A Dadaab, au Kenya, les gens font la queue pour recevoir de l'eau, des couvertures, des bâches et de la nourriture. (photo flickr/Oxfam International)
 A Dadaab, au Kenya, les gens font la queue pour recevoir de l’eau, des couvertures, des bâches et de la nourriture. (photo flickr/Oxfam International)

Dans le combat contre la misère, donner directement de l’argent aux plus pauvres est rarement la solution présentée comme étant la plus efficace. Les ONG, les associations ou même les gouvernements préfèrent souvent répondre à des besoins spécifiques en construisant des infrastructures, par exemple, ou en envoyant de la nourriture ou des vêtements. La crainte principale du transfert d’argent direct ? Que les populations destinataires utilisent les dons pour acheter des cigarettes ou de l’alcool.

Pourtant, une récente étude a établi que les Kenyans qui ont reçu de l’argent via le système de donation GiveDirectly ont gagné en pouvoir d’achat, sont mieux logés, ont moins faim et, en quelque sorte, sont plus heureux que ceux qui n’ont pas reçu de dons.
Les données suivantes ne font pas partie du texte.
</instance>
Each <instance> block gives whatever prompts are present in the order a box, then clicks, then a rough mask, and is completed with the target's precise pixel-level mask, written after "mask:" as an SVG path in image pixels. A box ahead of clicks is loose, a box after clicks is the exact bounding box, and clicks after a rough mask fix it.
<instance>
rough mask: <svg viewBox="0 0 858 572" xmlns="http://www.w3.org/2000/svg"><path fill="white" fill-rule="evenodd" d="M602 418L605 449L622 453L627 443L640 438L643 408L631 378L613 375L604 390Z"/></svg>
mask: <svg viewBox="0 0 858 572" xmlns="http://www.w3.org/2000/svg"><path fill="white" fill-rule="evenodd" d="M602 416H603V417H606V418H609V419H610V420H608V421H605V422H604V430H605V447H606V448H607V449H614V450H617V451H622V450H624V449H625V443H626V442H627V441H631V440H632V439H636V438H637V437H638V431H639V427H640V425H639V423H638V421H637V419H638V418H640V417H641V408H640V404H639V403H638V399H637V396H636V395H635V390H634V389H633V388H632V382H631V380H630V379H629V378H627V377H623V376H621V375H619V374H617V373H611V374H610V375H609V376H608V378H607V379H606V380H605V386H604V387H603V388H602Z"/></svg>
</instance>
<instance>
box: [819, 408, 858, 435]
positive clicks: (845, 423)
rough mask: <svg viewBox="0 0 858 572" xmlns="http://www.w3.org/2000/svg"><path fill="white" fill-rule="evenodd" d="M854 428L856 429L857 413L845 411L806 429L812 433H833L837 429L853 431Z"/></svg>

Surtout, en s’appuyant sur 19 études qui ont tenté de mesurer les effets des transferts monétaires sur les habitudes de consommation des bénéficiaires, les auteurs d’une autre enquête menée par la Banque Mondiale ont conclu que, dans 82% des cas, les personnes qui avaient reçu de l’argent avaient diminué leurs dépenses liées à la consommation d’alcool et de tabac.
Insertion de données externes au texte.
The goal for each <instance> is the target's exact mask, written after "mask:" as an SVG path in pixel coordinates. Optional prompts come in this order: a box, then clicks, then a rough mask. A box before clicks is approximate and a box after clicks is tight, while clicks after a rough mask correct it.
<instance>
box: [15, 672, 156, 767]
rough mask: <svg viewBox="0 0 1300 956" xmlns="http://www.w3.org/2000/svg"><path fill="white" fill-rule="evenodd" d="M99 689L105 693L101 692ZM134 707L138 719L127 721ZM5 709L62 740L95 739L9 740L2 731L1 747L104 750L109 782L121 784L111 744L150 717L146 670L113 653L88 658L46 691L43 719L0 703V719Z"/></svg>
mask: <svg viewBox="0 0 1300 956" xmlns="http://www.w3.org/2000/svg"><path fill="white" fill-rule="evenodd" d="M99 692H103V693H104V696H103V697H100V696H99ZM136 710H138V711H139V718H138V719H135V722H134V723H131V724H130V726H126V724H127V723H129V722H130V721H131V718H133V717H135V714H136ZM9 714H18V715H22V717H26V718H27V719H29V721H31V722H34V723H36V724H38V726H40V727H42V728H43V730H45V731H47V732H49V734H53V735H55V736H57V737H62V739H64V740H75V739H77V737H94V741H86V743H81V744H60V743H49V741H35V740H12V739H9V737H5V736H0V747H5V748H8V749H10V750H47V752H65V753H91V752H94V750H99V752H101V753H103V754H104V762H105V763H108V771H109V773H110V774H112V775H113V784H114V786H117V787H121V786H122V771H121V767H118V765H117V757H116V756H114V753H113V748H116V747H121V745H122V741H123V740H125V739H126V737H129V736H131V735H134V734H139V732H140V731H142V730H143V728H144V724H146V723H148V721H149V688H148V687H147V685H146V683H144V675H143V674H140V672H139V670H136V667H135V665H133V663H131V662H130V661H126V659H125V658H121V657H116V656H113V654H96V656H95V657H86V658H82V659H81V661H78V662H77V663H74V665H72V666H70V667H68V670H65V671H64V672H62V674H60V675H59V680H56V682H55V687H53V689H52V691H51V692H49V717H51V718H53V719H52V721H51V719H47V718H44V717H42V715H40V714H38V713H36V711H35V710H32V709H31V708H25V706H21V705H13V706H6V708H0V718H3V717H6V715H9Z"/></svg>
Mais le phénomène qui pousse à croire qu’envoyer du cash à des personnes démunies va les enfoncer dans leur malheur est devenue une obsession pour certains, explique Paul Niehaus, fondateur de GiveDirectly sur le blog de la Banque Mondiale. « L’abus d’alcool est un vrai problème qu’on ne doit pas sous-estimer, mais c’est assez ironique le nombre de conversations que j’ai eues avec des gens chargés de développement dans des ONG à propos des pauvres et de leur consommation d’alcool – en buvant un verre ».